Sivas Kongresi’nin Parolası 105’inci Yılında Yolumuzu Aydınlatmaya Devam Ediyor: YA İSTİKLAL YA ÖLÜM!

Sivas Kongresi’ne Askeri Tıbbiye temsilcisi olarak katılan ve kongrede Mandacılığa Mustafa Kemal gibi karşı olanlardan Tıbbiyeli Hikmet (Boran), Mustafa Kemal’e; “Paşam, farzı muhal, manda fikrini siz kabul ederseniz sizi de reddeder, Mustafa Kemal’i ‘vatan kurtarıcı değil, vatan batırıcısı’ olarak adlandırır ve lanetleriz”, der. Antiemperyalist Birinci Kurtuluş Savaşı’mızın Önderinin yanıtı tabiî ki Mustafa Kemal’e yakışır tarzdadır:

Müsterih ol. Parolamız tektir; Ya istiklal, Ya ölüm.”

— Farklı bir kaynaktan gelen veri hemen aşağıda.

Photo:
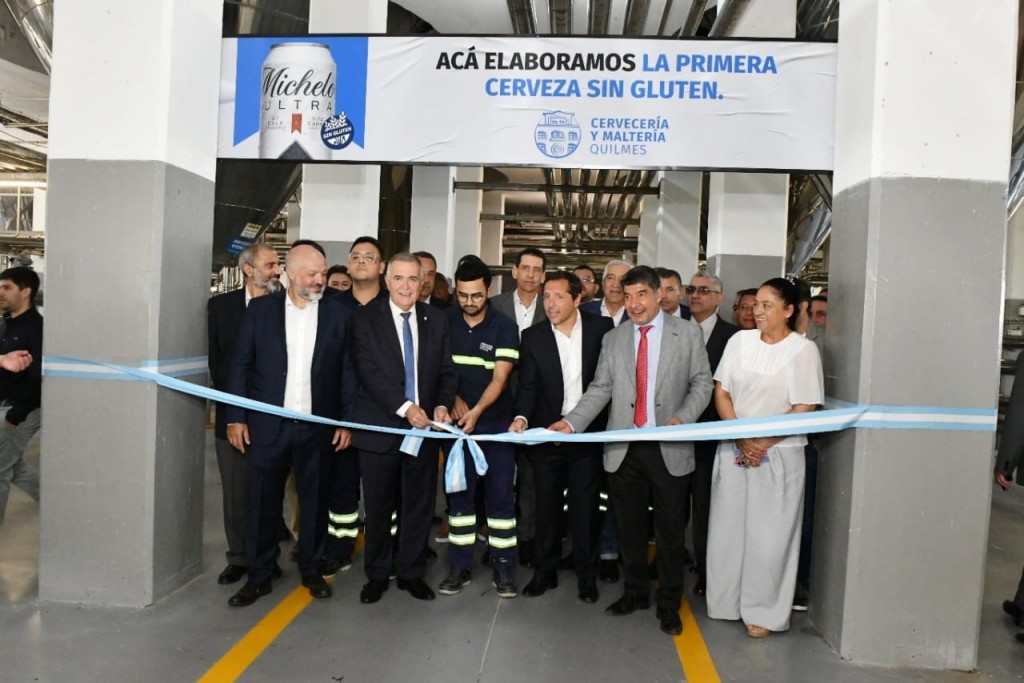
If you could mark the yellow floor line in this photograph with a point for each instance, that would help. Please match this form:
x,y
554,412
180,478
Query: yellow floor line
x,y
240,657
692,650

İşte Antiemperyalist Birinci Kurtuluş Savaşı’mızın zaferle taçlanmasına neden olan irade budur. Mandacılığa karşı bağımsızlığı, bağımsızlık için savaşmayı, savaşmak için fedakârlığı ve en büyük fedakârlık olarak vatan için ölümü göze alan bu irade ile Antiemperyalist Kurtuluş Savaşı’mız örüldü. Sadece Ulusal Kurtuluş Savaşı’mızın değil, zafer sonrası yeni kurulacak devletin de siyasi temellerine Sivas Kongresi’yle harç kondu. Ya İstiklal Ya Ölüm iradesi, kararlılığı, inancı aldırdı Sivas Kongresi’ne damgasını vuran şu kararları:

Osmanlı toprakları ayrılmaz ve hiçbir bahane ile bölünmez bir bütündürBunu çiğnemeye yönelik her türlü işgal ve müdahaleye silahla karşı koymak, savunma kullanmaktır ve meşrudur.

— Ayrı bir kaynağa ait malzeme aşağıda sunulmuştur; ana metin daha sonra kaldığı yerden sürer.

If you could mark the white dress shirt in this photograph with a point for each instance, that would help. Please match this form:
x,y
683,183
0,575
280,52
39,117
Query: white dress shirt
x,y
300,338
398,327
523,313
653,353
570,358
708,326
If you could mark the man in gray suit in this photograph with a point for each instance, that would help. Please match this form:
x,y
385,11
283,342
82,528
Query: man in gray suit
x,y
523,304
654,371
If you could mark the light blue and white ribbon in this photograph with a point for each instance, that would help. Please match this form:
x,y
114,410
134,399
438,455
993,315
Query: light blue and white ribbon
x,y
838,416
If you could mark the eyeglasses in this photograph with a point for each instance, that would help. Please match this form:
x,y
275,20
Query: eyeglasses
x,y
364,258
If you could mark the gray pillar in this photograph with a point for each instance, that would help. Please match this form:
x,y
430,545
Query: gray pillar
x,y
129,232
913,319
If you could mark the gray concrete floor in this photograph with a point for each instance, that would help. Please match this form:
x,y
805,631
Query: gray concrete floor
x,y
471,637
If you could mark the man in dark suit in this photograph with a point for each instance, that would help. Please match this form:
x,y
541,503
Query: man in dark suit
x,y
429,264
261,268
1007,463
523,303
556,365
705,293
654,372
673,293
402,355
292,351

Kuvayı Milliyeyi amil ve iradei milliyeyi hâkim kılmak esastır.

Tamamen milli vicdandan doğan ve aynı amaç için kurulan bütün milli cemiyetler Anadolu ve Rumeli Müdafaai Hukuk Cemiyeti adı altında birleştirilmiştir.

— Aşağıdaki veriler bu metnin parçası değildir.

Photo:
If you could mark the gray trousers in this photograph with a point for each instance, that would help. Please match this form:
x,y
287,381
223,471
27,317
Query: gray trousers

Sivas Kongresi’ne giden ve Kuvayimilliyeci Atalarımızın nasıl bir cesaret vatanına sahip olduğunu gösteren süreçleri hiçbir zaman  gözden kaçırmamak gerekiyor. Gözden kaçırılmasın ki; “Vatan aşkını söylemekten ve gereğini yapmaktan korkar hale gelmektense ölmeyi yeğ tutmak” nasıl yapılır görülsün, Vahdettin’lere, Damat Ferit’lere, Dürrizade’lere, Sait Molla’lara, Nemrut Mustafa Paşa’lara, Ali Kemal’lere ve bütün bu vatan ve halk düşmanlarının kuklacısı emperyalist yedi düvele karşı nasıl mücadele verilir anlaşılsın. Bu sonunu düşünmeyen kahramanlarımızın mücadelesi örnek olsun, 105 yıl önceki vatan ve halk satıcı güruhun torunları AKP’giller’e ve onların kuklacısı ABD ve AB Emperyalistlerine karşı mücadelede.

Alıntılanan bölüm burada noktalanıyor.